Amazon AWS, messages from SQS queue delivered multiple times

10.2k views Asked by At

I have a worker running on Elastic Beanstalk which accepts POST requests via messages from queue. These messages triggers long operation which takes several minutes (sometimes even hours) and it is crucial that this operation is executed only once.

The problem is that when I log in to the worker console to see the process, the message seems to be delivered each minute over and over again (the method triggered by receiving the requests gets called each minute). How can I get rid of this behavior?

I read the documentation and set the Visible timeout period to the max value (12 hours) for both the service queue and the dead letter queue. This does, however, not help at all.

When I send the message, it is displayed as "in flight" (which is a supposed behavior, I think, since the queue waits to receive a delete request or some kind of answer which is only provided at the end of the long operation).

Could someone hint me what is going on in this scenario? I probably missed some important detail in the configuration...

EDIT: it seems that the message is being redelivered each minutes as long as it is "in flight". Once I finish the process, the message finally disappears.

3

There are 3 answers

0
David Murray On BEST ANSWER

There's an extra layer of complexity here because you're not polling the SQS queue directly; there's a worker process deployed by Elastic Beanstalk called sqsd that's polling the queue on your behalf, POSTing any messages it gets to your application, and deleting them from the queue when you respond with a 200.

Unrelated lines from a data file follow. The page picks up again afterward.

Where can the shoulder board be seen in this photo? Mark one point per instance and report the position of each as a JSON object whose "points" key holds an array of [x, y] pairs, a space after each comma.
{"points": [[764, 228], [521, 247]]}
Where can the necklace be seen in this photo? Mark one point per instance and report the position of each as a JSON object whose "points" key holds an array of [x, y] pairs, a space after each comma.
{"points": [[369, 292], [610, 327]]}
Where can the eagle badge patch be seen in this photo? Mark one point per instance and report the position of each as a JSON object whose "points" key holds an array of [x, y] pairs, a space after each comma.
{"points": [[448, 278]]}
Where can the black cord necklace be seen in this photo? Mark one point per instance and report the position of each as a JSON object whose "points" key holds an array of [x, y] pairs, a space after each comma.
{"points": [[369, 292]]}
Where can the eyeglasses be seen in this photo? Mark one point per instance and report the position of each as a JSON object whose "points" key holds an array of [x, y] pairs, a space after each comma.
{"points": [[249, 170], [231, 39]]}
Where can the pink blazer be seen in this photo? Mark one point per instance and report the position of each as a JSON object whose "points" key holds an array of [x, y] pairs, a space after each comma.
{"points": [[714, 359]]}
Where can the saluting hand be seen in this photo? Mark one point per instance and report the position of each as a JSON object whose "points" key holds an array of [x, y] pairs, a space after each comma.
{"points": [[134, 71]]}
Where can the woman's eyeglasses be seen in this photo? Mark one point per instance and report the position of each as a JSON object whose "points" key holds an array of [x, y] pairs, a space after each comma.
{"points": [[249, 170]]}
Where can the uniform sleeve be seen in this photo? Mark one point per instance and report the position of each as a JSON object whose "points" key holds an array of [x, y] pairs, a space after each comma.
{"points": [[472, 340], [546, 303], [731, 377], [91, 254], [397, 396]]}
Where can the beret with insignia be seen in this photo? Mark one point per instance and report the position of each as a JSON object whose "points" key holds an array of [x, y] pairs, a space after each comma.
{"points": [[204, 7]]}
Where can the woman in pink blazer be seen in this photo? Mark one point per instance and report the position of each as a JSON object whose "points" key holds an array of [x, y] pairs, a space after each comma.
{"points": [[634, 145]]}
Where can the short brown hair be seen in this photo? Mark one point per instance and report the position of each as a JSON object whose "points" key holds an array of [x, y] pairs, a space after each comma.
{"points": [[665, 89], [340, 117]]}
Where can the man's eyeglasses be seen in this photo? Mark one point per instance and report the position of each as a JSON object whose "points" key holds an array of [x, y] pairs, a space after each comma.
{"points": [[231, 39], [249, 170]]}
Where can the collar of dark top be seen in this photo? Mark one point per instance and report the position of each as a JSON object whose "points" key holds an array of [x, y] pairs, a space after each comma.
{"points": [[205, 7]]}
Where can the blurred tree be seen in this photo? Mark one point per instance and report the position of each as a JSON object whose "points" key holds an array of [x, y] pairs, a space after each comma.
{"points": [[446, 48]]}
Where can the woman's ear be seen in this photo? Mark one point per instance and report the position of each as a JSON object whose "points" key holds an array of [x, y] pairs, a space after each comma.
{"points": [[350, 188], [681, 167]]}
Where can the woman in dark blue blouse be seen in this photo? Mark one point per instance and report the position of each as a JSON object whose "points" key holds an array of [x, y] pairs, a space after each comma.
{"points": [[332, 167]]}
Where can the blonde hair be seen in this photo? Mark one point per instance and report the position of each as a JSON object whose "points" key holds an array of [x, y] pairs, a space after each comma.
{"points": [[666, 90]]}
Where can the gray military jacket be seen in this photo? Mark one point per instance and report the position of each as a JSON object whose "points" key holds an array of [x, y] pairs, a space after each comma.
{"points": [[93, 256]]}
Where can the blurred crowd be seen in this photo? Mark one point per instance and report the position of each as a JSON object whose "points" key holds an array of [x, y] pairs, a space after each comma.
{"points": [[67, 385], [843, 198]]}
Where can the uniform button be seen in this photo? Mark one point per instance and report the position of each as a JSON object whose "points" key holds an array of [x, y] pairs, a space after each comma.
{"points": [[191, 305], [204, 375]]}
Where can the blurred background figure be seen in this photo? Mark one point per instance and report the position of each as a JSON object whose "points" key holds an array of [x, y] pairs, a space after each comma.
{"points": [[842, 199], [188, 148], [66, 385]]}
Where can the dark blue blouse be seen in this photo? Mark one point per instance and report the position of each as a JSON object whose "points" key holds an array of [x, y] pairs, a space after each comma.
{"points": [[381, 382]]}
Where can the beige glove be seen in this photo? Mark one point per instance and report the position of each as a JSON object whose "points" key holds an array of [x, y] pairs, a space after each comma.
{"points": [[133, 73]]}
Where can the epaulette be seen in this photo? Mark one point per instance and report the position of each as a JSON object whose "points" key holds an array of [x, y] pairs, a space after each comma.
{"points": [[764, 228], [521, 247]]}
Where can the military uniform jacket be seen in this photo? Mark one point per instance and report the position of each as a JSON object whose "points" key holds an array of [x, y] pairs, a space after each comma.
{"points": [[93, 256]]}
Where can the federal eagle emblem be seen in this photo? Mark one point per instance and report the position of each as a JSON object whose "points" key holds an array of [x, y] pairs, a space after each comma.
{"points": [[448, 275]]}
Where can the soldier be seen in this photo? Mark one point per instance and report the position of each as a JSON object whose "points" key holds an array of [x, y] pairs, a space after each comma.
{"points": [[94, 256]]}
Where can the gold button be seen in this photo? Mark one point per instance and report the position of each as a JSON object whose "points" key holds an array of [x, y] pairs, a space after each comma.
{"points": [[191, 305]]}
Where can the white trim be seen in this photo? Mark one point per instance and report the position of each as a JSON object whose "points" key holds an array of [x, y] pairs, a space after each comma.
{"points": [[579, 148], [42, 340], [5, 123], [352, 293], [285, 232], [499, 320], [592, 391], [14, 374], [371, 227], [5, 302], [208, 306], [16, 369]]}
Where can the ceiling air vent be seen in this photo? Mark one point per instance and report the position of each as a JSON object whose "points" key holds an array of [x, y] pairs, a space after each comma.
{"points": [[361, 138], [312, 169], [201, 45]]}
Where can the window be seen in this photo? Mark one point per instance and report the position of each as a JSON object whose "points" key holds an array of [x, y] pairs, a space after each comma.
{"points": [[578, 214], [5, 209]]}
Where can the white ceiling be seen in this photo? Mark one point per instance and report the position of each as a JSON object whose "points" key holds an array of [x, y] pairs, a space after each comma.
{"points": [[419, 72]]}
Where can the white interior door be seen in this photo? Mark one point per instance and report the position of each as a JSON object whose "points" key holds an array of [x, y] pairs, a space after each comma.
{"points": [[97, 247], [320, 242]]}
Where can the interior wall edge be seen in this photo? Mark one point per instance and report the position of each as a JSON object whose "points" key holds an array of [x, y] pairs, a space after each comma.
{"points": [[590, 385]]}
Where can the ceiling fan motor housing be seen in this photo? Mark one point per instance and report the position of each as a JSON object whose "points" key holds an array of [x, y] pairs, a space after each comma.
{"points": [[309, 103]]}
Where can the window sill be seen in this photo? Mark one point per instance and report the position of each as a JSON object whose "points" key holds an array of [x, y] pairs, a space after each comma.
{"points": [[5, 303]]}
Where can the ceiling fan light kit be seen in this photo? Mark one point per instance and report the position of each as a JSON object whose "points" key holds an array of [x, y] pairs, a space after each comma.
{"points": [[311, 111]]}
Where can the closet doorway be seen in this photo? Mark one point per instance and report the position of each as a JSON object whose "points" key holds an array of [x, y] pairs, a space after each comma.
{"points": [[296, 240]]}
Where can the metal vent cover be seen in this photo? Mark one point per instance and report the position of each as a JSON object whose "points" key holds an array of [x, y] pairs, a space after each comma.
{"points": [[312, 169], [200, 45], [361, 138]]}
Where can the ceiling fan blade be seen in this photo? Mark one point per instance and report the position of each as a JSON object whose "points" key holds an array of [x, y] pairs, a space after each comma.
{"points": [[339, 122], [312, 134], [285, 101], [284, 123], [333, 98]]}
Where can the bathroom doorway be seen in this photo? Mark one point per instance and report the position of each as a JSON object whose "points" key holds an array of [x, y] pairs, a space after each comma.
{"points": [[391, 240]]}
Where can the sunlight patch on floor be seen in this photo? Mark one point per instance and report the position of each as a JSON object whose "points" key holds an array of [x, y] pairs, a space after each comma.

The VisibilityTimeout setting on the queue controls how long the queue waits after delivering a message to the consumer (in this case, sqsd) before it assumes something has gone wrong and re-delivers the message to someone else. sqsd has a similar concept (called "InactivityTimeout") that controls how long it waits after POSTing to your application before it assumes something has gone wrong and retries. You'll need to configure this to also be high enough that sqsd doesn't re-send the request to your application before you finish processing it. I've seen reports of another "ProxyTimeout" setting that might need to be adjusted as well.

More generally, keep in mind that exactly-once delivery isn't physically possible to guarantee in a distributed system - even if you get all the timeouts right so it works correctly most of the time, there's always the possibility that you'll crash after completing the operation but before you can tell SQS about it, and the message will be re-delivered to someone else. The closest you can get is to make sure that if a message gets delivered twice, that the result is exactly the same - for example, by having your processing logic check whether the thing it's about to do has already been done, and if so just immediately returning a 200.

2
Daniel777 On

It seems like you forgot to delete the message after processing it.

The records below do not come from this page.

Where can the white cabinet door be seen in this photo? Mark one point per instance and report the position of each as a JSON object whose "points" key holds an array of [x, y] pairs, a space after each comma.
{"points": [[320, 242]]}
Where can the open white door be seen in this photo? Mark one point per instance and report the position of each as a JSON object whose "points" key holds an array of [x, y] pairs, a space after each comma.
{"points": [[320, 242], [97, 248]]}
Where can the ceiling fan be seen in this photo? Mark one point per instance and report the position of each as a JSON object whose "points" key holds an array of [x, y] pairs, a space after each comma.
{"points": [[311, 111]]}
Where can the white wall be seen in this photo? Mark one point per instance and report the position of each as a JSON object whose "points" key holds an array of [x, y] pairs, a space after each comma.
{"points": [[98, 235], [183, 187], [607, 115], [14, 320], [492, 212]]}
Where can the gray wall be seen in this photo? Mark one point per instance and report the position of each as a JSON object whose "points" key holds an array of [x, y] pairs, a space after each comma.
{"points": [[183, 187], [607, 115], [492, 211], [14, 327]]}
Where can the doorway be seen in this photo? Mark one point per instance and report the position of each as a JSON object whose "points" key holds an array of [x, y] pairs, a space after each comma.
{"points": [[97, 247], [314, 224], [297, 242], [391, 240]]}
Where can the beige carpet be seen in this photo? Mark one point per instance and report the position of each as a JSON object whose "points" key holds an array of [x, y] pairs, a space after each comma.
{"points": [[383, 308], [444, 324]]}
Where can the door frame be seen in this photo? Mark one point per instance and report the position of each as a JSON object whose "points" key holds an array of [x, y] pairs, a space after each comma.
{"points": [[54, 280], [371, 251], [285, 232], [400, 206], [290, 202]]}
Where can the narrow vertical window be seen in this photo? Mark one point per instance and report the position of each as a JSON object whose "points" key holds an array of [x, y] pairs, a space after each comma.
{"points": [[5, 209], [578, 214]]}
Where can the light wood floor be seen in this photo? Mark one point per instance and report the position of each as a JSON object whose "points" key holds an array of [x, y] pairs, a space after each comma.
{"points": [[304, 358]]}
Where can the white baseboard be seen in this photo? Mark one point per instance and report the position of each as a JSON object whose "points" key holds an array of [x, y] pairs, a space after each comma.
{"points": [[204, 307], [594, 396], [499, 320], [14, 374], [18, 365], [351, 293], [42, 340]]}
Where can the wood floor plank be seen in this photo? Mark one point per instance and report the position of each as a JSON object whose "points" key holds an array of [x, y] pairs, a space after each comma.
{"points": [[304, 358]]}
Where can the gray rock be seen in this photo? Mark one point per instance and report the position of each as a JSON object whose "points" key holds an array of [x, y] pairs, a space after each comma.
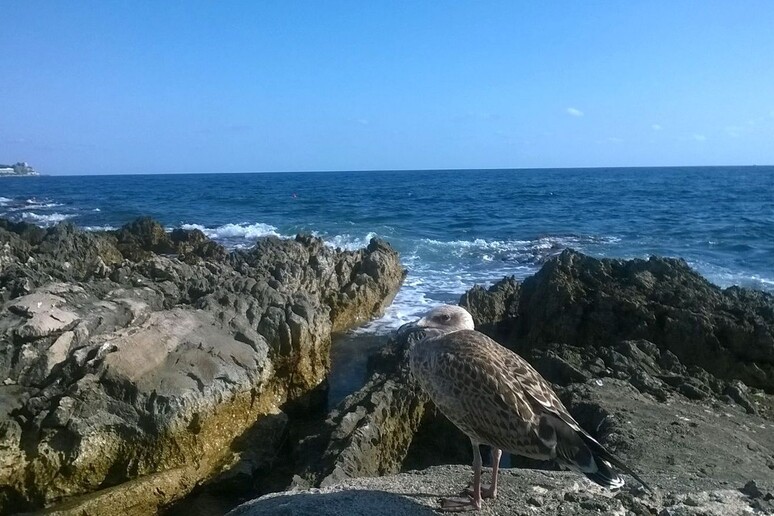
{"points": [[131, 377], [522, 492]]}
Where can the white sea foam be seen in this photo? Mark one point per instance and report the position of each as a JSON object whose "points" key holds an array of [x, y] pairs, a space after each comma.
{"points": [[48, 219], [99, 228], [230, 232], [440, 272], [349, 242]]}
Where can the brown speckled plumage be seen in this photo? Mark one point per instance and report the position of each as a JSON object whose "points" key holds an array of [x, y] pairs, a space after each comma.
{"points": [[495, 397]]}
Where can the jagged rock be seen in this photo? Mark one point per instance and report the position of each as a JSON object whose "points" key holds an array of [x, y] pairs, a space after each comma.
{"points": [[582, 301], [129, 377], [522, 492], [370, 431], [595, 328]]}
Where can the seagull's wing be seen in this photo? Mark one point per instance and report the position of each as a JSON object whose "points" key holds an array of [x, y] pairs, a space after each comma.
{"points": [[498, 398]]}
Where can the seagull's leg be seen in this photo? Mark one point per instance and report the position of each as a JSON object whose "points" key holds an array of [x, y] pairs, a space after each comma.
{"points": [[472, 502], [490, 491]]}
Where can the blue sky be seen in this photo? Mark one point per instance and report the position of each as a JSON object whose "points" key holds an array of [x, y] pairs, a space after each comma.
{"points": [[222, 86]]}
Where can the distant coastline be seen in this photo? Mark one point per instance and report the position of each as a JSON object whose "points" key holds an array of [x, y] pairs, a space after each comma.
{"points": [[21, 168]]}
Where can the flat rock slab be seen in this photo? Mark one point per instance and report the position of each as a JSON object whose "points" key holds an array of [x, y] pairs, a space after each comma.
{"points": [[522, 492]]}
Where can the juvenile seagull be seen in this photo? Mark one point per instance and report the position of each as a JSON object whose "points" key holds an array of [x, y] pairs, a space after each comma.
{"points": [[495, 397]]}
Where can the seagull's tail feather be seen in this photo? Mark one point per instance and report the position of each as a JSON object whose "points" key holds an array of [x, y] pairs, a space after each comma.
{"points": [[604, 475], [577, 450]]}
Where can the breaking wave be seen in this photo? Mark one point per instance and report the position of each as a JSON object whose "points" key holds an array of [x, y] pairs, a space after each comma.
{"points": [[45, 219], [228, 233]]}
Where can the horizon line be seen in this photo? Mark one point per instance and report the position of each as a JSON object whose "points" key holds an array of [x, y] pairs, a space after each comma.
{"points": [[466, 169]]}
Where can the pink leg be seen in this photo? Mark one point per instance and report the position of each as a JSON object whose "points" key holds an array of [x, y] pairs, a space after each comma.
{"points": [[490, 491], [472, 502]]}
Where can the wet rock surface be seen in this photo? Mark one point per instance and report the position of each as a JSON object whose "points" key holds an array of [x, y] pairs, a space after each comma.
{"points": [[136, 365], [521, 492], [668, 371]]}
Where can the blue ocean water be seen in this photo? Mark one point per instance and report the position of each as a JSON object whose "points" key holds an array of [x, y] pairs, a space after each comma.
{"points": [[452, 228]]}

After you dequeue a message, it is necessary to delete it. If you don't delete it explicitly, SQS assumes that you dequeued the message and failed to process it, so it will appear on the queue again.

There are 2 parameters of timeout that you can set in SQS and both are important:

  1. WaitTimeSeconds

  2. VisibilityTimeout

1) WaitTimeSeconds = 10 means that your call to SQS should return immediately if there are messages in the queue, BUT if there are no messages in the queue, your call will block until a message arrives to the queue, with a maximum of 10 seconds.

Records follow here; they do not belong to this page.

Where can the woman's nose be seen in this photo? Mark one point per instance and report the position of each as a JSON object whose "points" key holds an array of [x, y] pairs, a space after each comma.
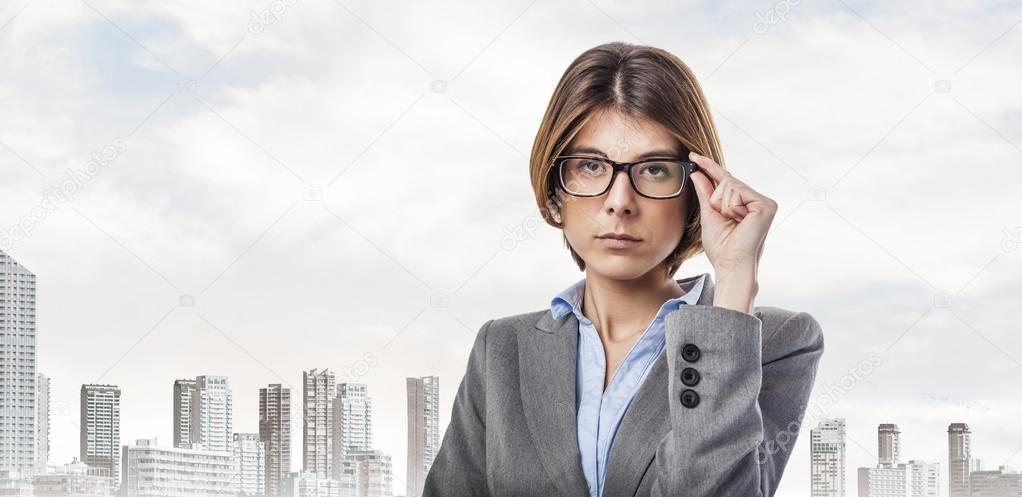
{"points": [[621, 196]]}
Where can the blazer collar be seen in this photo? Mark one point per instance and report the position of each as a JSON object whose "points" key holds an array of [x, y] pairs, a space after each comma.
{"points": [[547, 377]]}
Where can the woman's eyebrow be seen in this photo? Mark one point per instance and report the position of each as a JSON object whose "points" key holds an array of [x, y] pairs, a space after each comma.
{"points": [[597, 151]]}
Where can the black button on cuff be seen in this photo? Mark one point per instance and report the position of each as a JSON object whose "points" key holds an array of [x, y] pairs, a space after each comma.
{"points": [[690, 376], [690, 398], [691, 353]]}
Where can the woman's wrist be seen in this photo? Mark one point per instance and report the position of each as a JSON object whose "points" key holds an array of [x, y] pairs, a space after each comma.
{"points": [[736, 289]]}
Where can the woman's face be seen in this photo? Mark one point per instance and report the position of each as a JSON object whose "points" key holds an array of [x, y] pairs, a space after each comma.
{"points": [[658, 224]]}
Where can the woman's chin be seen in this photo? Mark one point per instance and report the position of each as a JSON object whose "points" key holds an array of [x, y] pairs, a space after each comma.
{"points": [[619, 267]]}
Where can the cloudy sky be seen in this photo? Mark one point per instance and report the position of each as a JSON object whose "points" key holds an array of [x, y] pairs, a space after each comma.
{"points": [[253, 189]]}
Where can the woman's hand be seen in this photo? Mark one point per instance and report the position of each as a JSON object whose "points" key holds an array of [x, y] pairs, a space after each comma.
{"points": [[735, 220]]}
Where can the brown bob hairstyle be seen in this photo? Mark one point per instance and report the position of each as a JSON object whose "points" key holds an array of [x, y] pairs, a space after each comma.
{"points": [[639, 82]]}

2) Once you have dequeued a message, VisibilityTimeout = 60 states that you have 60 seconds to process that message, otherwise it will appear again in the queue. If you processed that message before 60 seconds, you MUST send a deleteMessage request. If you fail to send that deleteMessage request before 60 seconds, the message will reappear in the queue.

If you send the deleteMessage request after 60 seconds, it will have no effect and the message will reappear anyway.

You have to write your code in a way that if your process fails, it will naturally fail to send the deleteMessage request, so that the message will naturally appear again in SQS.

You can find detailed info about 1) and 2) here:

http://docs.aws.amazon.com/AWSSimpleQueueService/latest/SQSDeveloperGuide/MessageLifecycle.html

http://docs.aws.amazon.com/AWSSimpleQueueService/latest/SQSDeveloperGuide/sqs-long-polling.html

http://boto.readthedocs.org/en/latest/ref/sqs.html#boto.sqs.queue.Queue.get_messages

3
Rohit On

With sqs you have to manually call the delete api to remove the message off the queue. Setting a high timeout value only ensures that no other poller will receive the same message for that amount of time.

You have 2 options. 1. Delete the message as soon as you read it and then start the downstream process. 2. Read the message, set the visibility timeout of the message to the timeout value of your process and then as part of your process, last step to do is to delete the message.